In the initial questionnaire, there was a balanced choice between two theme candidates. To increase motivational effects of the game, it might be worth evaluating to what extent the both themes might be used at little cost as a kind of theme skin for the algorithms that have now been implemented. In this way, learners could select their preferred theme at the beginning of the learning activity and, on average, increased motivation might be achieved.
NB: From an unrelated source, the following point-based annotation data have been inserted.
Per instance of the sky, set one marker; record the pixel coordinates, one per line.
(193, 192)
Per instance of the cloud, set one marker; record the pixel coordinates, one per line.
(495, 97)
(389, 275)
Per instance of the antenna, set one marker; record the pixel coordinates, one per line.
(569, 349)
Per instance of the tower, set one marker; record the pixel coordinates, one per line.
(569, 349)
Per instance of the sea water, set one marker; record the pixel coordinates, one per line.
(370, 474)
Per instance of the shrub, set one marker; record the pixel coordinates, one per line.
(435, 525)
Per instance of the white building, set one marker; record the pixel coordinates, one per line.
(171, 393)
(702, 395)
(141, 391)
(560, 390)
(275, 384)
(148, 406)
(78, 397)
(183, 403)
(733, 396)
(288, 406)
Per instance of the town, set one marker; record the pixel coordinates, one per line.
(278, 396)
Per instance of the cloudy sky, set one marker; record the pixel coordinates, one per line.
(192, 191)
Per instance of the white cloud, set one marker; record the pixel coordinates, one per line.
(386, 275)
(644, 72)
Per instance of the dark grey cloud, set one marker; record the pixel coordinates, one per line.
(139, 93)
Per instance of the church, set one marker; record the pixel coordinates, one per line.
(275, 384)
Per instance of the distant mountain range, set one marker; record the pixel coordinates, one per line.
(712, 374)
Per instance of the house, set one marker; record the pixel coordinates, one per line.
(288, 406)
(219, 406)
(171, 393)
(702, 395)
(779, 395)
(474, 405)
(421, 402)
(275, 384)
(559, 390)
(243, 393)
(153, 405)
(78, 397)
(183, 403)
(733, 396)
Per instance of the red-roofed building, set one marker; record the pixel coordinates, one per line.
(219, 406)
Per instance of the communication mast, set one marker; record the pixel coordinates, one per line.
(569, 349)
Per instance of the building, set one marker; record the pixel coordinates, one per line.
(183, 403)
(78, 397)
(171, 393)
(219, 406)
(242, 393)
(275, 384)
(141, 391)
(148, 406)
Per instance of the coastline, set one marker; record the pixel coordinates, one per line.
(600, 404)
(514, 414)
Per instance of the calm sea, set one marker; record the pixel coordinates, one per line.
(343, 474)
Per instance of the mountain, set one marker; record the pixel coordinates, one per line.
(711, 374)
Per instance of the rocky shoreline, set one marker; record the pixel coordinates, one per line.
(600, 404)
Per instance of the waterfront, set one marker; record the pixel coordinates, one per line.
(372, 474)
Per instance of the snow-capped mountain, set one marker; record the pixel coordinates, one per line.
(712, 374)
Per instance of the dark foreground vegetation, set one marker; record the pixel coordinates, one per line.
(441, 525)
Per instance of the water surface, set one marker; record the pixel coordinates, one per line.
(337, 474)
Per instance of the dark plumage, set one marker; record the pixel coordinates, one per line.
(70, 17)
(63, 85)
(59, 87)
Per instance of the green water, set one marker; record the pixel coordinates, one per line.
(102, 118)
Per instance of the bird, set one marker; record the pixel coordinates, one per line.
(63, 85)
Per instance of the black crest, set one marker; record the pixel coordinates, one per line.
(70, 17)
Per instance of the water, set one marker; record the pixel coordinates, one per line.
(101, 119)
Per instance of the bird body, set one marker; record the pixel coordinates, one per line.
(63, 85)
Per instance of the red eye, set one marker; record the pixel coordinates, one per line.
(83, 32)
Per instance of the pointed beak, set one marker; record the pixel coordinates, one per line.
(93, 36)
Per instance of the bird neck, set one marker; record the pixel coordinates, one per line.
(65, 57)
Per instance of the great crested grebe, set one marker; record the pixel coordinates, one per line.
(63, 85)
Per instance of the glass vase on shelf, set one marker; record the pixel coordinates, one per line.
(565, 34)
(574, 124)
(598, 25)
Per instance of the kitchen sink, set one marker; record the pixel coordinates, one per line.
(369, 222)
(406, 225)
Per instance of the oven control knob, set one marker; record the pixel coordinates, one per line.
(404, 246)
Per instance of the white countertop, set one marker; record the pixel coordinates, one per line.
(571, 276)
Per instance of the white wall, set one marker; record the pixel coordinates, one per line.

The fitness function used to evaluate the genome was first determined in a heuristic approach. At the same time, a natural fitness function results from the gameplay, i.e. depending on the genes, the rabbits have different survival times or different health states at the end of the game. Fitness functions reflecting the actual survival times of the rabbits were determined using a simulation analysis. The results of this simulation analysis still need to be incorporated into the fitness functions that are actually implemented.

5 Conclusions

This article outlines the development of the learning game Ecosystem Simulator for teaching the fundamentals of the machine learning sub-discipline Genetic Algorithms (GA). The complete development cycle was carried out, from the selection of a theme, the identification of the learning content, the definition of the game mechanics, to two development iterations with subsequent evaluations. The result is a learning game, which is available online and, which–in view of its comparatively short development history–already offers an encouraging gaming experience with good learning outcomes. Upcoming work includes the implementation of additional game mechanics, such as numerical player stats, to further increase the motivation generated by the game, as well as testing the game in real-world learning settings to approve appropriate didactic scenarios. Overall, the Ecosystem Simulator enriches GA teaching with a motivating learning game.